Heady ratios out of touch

Shareholders in Mercury Asset Management and Jupiter Tyndall have been on a roll since the markets decided last year that the companies were in effect up for sale. Jupiter's shares, already spectacular performers, were given an added spurt by news of the 420p-a-share offer from Commerzbank of Germany, which locked in a useful gain over the 303p they hit in October before the bid rumours started to circulate.

Takeover prospects have also buoyed MAM since it became clear at the end of last year that its owner, SG Warburg, was going to merge or be taken over. MAM's shares have risen from £6 to £9 since then, though they fell back again this week when it became clear that Swiss Bank Corporation's takeover of Warburg was going to leave MAM as an independent entity.

But not all the rest of the sector has joined in the party. Gartmore shareholders, for instance, have seen their shares lose around 7 per cent of their value in the past five and a half months. Edinburgh Fund Managers' shares have barely been able to keep pace with the market.

There are two reasons for this. Firstly, fund management share prices are already pretty fully valued on the basis of earnings. Prospective price-earnings ratios range between 15 and 16 times for the sector - although they range as high as 19 for MAM compared with 12 or 13 for the market. More particularly, valuations based on funds under management have become stretched.

As our table shows, there is a substantial amount of good will built into share prices. That has been inflated where investors sense a takeover is in prospect - at MAM, the good will premium (the difference between the share price and net assets as a proportion of funds under management) - has grown from 1.5 per cent in December to a peak of 2.1 per cent this week. Where there is a strong retail franchise, such as exists with M & G and Perpetual, the valuation seems to have lost touch with reality.

These heady ratios suggest to analysts like Martin Cross at UBS that bidders are unlikely to want to pay more for fund managers, even if there are any more available to buy.
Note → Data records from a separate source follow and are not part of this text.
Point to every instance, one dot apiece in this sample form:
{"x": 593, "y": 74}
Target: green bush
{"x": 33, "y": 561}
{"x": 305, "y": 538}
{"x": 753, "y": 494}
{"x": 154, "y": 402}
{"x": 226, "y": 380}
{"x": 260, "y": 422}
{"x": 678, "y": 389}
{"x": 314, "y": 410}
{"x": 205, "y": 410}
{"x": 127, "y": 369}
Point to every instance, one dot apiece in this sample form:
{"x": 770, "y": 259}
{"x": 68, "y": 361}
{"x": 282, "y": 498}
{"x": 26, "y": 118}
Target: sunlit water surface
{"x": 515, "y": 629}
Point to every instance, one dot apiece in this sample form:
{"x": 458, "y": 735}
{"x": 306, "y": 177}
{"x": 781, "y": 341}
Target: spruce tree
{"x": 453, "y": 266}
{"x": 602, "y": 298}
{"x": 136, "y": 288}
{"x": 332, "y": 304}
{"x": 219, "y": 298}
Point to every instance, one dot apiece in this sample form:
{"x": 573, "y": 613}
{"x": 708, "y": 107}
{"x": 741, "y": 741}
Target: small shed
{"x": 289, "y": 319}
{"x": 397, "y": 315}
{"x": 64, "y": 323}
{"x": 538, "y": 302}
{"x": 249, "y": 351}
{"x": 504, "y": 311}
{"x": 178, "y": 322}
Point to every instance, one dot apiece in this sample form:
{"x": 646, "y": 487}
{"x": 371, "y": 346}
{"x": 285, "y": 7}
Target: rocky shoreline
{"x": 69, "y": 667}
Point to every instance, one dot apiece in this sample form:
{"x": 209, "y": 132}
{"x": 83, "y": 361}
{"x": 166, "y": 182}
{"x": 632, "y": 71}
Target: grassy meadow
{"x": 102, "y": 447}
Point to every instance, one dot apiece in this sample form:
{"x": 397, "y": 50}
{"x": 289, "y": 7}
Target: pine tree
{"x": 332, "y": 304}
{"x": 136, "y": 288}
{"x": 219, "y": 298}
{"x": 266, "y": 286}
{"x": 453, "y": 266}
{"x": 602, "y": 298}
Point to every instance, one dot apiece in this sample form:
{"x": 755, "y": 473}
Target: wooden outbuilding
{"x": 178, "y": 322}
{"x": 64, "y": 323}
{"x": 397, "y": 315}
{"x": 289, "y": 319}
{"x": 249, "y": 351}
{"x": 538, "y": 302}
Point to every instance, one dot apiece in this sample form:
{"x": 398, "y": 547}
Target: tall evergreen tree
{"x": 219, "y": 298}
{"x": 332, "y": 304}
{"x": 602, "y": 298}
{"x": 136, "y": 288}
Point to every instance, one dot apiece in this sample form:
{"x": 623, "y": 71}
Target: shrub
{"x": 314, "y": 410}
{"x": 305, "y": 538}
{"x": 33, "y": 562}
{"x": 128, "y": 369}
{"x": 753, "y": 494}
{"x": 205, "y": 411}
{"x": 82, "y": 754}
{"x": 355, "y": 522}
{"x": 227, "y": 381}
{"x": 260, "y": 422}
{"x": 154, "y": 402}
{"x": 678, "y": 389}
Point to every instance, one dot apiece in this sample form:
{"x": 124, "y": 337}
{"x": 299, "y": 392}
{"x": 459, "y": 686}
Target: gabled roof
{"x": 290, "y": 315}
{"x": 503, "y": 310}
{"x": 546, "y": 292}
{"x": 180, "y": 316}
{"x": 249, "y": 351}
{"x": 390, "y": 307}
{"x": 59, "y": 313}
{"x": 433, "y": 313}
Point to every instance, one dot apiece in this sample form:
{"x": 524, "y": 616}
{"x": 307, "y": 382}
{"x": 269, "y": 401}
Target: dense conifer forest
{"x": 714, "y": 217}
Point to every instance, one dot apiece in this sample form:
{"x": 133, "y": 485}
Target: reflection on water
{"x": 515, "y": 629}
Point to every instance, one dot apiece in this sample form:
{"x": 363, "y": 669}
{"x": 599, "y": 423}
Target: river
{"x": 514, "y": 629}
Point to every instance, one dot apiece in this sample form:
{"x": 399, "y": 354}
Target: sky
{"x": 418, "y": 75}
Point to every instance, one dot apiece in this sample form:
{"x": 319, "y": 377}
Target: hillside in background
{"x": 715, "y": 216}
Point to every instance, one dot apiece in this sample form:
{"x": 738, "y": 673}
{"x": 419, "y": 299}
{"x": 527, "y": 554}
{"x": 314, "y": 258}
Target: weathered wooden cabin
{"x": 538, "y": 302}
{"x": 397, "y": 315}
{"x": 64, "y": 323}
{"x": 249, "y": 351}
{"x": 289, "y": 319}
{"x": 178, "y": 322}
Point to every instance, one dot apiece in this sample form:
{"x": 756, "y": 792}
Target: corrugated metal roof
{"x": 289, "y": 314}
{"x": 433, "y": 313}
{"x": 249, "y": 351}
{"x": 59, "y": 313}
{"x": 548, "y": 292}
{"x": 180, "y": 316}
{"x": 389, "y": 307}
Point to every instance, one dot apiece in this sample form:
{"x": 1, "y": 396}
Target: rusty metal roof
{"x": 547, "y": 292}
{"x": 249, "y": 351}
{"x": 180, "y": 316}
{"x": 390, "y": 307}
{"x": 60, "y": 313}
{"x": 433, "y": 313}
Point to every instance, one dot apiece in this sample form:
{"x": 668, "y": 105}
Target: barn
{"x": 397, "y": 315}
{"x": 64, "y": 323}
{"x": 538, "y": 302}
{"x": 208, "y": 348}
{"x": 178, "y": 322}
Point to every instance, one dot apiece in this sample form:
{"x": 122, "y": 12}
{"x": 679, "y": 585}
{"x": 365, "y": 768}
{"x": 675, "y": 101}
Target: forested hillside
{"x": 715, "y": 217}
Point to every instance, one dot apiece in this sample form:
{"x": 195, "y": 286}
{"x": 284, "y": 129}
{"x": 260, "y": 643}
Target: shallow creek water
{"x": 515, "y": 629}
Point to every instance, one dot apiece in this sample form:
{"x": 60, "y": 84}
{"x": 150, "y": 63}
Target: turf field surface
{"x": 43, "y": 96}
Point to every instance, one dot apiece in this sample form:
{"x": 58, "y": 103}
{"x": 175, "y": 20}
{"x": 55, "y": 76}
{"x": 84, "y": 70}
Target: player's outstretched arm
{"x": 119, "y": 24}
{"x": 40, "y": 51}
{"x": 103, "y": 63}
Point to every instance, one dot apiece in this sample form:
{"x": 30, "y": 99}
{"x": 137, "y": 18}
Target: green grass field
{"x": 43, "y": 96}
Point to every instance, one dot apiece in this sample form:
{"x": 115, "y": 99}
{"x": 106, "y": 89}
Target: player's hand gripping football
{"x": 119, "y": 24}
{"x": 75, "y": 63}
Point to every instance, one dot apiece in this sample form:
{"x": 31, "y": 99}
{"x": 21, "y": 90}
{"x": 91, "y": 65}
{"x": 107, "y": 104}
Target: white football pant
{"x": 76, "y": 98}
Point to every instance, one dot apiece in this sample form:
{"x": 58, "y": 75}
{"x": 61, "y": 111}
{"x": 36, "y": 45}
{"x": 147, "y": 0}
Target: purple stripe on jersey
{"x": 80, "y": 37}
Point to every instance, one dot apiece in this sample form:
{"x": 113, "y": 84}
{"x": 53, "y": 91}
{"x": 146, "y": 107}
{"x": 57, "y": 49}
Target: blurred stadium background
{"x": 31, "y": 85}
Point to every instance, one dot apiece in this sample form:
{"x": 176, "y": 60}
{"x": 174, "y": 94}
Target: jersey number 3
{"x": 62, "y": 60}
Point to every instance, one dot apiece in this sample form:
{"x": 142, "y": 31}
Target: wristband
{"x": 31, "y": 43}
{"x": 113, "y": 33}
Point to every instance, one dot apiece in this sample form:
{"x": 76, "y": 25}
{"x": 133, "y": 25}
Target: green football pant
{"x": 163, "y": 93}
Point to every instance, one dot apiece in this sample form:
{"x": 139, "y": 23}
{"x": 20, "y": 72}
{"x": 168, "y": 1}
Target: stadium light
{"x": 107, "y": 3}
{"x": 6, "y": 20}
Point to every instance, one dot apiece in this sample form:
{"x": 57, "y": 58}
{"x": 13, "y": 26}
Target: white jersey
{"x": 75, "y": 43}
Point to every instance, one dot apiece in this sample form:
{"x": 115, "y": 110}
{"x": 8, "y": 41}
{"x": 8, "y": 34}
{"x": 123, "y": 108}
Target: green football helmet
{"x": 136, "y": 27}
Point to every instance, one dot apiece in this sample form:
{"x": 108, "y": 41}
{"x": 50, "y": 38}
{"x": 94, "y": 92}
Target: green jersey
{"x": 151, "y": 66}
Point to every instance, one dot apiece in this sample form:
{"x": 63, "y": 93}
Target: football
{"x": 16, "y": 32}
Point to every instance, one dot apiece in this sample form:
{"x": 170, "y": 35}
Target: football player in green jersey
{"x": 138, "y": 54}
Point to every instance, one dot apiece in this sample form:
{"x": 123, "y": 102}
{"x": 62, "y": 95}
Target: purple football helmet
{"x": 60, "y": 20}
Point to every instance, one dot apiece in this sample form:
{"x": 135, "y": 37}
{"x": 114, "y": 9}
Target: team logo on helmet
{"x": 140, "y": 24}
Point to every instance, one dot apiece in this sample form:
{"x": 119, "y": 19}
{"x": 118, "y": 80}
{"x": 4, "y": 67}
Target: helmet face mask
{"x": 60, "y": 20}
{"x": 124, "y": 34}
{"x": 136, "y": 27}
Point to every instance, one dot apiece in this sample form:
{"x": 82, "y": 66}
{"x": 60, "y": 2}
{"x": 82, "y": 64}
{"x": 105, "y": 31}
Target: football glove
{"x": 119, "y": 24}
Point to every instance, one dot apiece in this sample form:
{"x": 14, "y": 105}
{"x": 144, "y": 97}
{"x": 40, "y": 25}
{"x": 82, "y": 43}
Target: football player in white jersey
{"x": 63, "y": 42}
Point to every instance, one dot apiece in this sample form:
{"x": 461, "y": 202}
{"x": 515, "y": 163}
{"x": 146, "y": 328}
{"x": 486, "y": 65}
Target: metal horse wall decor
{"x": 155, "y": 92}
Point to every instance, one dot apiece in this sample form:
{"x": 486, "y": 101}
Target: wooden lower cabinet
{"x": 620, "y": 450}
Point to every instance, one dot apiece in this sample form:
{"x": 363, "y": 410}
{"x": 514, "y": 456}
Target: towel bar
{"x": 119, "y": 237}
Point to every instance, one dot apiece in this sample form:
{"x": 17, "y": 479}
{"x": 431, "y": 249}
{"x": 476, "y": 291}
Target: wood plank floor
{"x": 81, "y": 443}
For the second problem facing predators is that most groups are in effect locked up with friendly shareholdings.

The long-standing Esmee Fairbairn Charitable Trust holds the key to M&G with a 34 per cent stake. Henderson Administration has 22 per cent of its shares held by investment trusts it manages, and at Perpetual, which disappointed with a mere 3 per cent interim profits uplift on Thursday, its founder, Martyn Arbib, controls around two-thirds of the equity.

German banks, keen buyers of fund managers in the past, may now have had their fill. The Dutch bank ABN Amro has apparently been a disappointed suitor in the past and NatWest plainly still nurtures an interest in picking up MAM, but shareholders who are holding their breath for a bid at over 900p now look like they are going to be disappointed.